Let's use one more tool to set parameters, COMORBUSS comes with a demographic database for all Brazilian cities, and we can load it's data from the database using the load_demographics()
function from the module comorbuss.tools
:
from comorbuss import community, diagnostics, quarantines, Analysis
from comorbuss.settings import DEMO_DATA_FILE
from comorbuss.tools import load_demographics
parameters = {
'number_of_particles': 2500,
'inf_probability': 0.1,
'diagnostics': [diagnostics.PCR],
'quarantines': [quarantines.DIAGNOSTICS],
}
parameters = load_demographics("blumenau", "SC", parameters)
comm = community(**parameters)
comm.simulate()
analysis = Analysis.from_comm(comm)
analysis.plot_SEIR()
analysis.close()
To do this we first import the constant DEMO_DATA_FILE
that is the address of the csv
where the database is stored and then import load_demographics
from comorbuss.tools
.
Now we can just call load_demographics(DEMO_DATA_FILE, "blumenau", "SC", parameters)

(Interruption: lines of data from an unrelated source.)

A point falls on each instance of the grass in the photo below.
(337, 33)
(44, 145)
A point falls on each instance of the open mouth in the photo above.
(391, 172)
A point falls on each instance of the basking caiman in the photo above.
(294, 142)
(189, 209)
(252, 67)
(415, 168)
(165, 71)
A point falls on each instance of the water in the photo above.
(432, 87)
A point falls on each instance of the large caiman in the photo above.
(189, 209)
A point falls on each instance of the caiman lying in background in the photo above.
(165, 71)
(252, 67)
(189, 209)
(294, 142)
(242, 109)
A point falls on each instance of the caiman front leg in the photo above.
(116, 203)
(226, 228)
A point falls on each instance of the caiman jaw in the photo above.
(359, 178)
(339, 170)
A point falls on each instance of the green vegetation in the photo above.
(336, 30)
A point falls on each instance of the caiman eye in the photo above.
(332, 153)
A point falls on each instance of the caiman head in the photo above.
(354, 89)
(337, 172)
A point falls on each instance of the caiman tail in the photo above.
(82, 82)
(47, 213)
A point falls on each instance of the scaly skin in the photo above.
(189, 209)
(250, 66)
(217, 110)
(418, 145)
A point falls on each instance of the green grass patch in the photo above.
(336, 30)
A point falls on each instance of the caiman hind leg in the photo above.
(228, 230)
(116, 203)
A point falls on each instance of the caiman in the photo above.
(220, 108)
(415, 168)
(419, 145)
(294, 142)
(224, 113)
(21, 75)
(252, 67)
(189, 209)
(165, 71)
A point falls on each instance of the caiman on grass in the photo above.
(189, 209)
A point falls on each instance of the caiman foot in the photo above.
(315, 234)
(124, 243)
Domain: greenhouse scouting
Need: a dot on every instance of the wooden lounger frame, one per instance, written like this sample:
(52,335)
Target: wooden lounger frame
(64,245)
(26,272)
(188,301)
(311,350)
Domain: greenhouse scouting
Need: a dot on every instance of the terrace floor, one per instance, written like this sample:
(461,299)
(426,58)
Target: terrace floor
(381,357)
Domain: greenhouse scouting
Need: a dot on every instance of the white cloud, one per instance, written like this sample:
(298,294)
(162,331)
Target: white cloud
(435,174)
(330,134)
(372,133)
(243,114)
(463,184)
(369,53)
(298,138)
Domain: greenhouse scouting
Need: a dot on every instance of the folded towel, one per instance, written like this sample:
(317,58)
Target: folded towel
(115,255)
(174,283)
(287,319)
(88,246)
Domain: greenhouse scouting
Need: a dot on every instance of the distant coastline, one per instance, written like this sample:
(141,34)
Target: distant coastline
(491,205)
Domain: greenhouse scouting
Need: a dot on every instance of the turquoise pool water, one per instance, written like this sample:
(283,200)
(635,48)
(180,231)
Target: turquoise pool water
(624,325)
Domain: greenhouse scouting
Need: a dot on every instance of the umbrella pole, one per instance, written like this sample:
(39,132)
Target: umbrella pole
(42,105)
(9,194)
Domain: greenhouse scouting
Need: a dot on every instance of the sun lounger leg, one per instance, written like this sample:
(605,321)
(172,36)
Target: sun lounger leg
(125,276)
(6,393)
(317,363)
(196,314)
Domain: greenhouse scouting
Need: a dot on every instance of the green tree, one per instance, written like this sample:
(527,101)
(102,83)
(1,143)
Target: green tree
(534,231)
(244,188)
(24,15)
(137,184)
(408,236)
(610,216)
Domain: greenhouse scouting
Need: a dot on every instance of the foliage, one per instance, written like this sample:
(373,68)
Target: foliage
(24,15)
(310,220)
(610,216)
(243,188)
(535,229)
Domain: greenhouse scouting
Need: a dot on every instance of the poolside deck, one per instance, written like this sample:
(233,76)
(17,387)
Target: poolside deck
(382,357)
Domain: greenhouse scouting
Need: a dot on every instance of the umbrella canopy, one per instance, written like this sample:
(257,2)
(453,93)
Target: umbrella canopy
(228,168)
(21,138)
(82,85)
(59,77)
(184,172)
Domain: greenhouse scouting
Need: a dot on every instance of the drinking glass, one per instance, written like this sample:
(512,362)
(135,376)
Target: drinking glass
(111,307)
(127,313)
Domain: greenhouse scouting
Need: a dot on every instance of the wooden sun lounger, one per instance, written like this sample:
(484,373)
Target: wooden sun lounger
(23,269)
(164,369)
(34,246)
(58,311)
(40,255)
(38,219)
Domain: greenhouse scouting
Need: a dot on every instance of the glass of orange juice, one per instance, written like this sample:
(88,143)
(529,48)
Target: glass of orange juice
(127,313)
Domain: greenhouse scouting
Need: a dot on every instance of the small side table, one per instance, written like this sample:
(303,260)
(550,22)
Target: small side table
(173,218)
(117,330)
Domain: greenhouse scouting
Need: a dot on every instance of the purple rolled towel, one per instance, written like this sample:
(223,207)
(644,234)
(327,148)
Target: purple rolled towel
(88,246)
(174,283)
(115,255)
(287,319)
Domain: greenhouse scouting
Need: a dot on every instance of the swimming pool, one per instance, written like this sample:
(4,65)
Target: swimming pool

and store it's results back in the parameters
dictionary. The load_demographics()
loads the demographic parameters on the dictionary and preserves all other parameters. In this example demographic data from the city of Blumenau, SC will be loaded, overwriting the default demographic parameters in the simulation.
São Carlos, SP example¶
And for last in the main/simulation_sao_carlos.py
we have a more complete example of COMORBUSS configured to a real city and examples of most of possible interventions for the user to turn on or off.